The thermal ceiling nobody budgeted for
The underlying cause of stranded power is not a lack of innovation but a mismatch between workload evolution and infrastructure assumptions. Most existing facilities were designed around air-based or compressor-heavy cooling systems optimised for enterprise and cloud workloads that no longer define demand.
AI accelerators introduce heat densities that stretch those systems beyond their intended design envelope. Attempting to compensate by pushing more air or adding more mechanical cooling quickly becomes inefficient, expensive, and, in many cases, physically impractical within existing buildings.
“People assume they need to triple or quadruple cooling just to add AI,” Quigley says. “That leads them to conclude the facility is finished. It is not the data centre that is obsolete, it is the cooling philosophy.”
This distinction matters because the cost and disruption associated with traditional upgrades often outweigh the perceived benefit. Raising floors, installing new chillers, or reworking mechanical systems can involve structural changes that disrupt operations and inflate capital expenditure to prohibitive levels.

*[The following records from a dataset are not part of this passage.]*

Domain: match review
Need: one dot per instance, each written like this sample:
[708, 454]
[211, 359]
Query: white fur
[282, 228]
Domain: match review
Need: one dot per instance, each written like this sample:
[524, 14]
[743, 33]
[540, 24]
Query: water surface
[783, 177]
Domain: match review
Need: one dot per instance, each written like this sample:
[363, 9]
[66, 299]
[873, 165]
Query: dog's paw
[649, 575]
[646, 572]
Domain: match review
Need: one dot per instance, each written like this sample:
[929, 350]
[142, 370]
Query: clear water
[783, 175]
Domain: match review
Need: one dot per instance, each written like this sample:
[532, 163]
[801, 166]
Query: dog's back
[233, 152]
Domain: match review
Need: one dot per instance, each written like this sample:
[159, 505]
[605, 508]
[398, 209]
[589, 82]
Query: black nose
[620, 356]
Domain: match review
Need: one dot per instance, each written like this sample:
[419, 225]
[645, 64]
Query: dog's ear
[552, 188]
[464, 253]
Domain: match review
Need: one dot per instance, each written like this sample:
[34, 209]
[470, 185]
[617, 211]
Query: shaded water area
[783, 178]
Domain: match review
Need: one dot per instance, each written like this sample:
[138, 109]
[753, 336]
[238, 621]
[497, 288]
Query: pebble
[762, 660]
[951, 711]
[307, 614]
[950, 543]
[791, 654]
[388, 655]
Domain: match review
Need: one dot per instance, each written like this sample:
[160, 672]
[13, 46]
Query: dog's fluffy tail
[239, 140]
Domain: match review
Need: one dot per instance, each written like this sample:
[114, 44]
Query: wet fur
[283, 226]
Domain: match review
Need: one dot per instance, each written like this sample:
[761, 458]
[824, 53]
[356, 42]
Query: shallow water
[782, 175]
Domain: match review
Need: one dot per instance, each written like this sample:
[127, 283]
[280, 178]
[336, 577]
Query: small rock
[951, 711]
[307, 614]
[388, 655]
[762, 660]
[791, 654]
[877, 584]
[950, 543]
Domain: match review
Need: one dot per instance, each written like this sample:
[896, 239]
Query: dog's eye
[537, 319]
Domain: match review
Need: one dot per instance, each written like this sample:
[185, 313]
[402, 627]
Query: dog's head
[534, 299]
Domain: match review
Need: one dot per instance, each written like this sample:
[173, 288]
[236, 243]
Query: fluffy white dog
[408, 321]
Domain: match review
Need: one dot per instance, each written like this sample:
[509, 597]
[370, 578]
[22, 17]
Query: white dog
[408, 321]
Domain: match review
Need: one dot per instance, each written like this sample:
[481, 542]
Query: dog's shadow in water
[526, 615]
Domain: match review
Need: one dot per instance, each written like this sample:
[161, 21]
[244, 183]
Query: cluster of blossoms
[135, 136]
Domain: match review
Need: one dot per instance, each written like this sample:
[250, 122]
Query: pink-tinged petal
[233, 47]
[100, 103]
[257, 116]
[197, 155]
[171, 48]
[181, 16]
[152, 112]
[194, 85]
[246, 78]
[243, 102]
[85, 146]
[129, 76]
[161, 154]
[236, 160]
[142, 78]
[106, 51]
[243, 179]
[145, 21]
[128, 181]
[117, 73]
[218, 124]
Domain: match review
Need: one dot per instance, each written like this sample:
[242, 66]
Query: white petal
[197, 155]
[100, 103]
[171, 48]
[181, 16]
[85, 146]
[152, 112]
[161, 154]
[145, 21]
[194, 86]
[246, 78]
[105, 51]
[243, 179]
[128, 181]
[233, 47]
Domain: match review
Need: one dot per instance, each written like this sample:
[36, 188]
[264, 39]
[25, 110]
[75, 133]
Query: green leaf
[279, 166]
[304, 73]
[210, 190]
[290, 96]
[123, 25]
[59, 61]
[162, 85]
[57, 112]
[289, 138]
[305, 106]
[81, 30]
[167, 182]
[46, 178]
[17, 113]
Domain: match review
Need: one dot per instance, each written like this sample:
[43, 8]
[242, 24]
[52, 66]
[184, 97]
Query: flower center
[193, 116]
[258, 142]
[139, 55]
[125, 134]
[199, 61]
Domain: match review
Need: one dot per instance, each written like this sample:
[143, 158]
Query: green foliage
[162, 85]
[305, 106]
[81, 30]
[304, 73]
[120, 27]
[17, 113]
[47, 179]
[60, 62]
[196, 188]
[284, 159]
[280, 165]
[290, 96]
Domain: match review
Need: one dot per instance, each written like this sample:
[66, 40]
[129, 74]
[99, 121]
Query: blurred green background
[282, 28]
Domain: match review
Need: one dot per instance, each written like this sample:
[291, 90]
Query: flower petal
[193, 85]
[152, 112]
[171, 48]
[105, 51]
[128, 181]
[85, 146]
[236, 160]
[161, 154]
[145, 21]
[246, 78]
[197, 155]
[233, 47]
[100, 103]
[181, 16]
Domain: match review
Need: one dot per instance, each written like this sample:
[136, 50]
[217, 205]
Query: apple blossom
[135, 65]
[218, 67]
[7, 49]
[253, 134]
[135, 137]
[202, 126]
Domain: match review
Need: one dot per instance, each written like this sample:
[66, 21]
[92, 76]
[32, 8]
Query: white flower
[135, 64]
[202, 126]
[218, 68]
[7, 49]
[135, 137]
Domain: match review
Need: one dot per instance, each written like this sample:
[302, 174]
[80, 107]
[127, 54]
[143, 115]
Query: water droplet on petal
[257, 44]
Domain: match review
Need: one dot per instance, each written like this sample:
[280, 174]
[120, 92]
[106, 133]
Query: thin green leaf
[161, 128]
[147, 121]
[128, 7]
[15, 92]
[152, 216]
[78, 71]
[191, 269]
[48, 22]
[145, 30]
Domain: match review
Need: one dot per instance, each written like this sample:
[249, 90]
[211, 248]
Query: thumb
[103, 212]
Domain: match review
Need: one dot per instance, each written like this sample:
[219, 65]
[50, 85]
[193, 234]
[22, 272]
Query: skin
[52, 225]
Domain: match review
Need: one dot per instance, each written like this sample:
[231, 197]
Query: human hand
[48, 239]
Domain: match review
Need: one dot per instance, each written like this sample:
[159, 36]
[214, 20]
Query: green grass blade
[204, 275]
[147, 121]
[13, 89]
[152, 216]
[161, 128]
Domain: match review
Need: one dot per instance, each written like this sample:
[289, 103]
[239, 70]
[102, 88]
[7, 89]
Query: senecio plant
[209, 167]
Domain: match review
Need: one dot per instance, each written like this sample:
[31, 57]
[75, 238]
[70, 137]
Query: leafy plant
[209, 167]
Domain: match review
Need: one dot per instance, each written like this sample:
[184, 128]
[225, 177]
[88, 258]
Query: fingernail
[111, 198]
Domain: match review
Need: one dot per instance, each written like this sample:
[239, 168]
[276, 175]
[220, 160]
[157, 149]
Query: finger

What is emerging instead are cooling approaches designed specifically to unlock density within existing constraints. By removing reliance on compressors and shifting heat management closer to the rack and chip, these architectures allow existing power to support dramatically higher compute output without wholesale reconstruction. “The goal is not to rebuild,” Quigley says. “It is to change how heat is handled so the same power delivers more value. When that happens, sites people had written off suddenly become strategically relevant again.”
Effectiveness is becoming the differentiator
As grid access tightens globally, effectiveness is overtaking expansion as the primary competitive advantage. Operators who can extract more compute from existing power move faster than those waiting for new connections, regardless of balance sheet strength.
This shift also exposes a gap in how success is communicated. The industry remains comfortable announcing megawatts secured, yet far less transparent about how much of that power is monetised through sustained AI workloads. “We call them AI factories for a reason,” Quigley says. “If power is the input, output matters. Most industries measure that relentlessly. Data centres are only just starting to catch up.”
Seen through this lens, PCE becomes more than a technical metric. It becomes a strategic signal that informs capital allocation, site selection, and long-term planning, particularly as governments and regulators begin to scrutinise how power is used rather than simply how it is sourced.
The irony is that much of the capacity needed for the next phase of AI already exists. It is not waiting on new grids or new permits. It is waiting for a different way of thinking about heat. “The race is not only about who builds the biggest campus,” Quigley concludes. “It is about who wastes the least power. In many cases, the most valuable megawatts are already inside the fence, waiting to be unlocked.”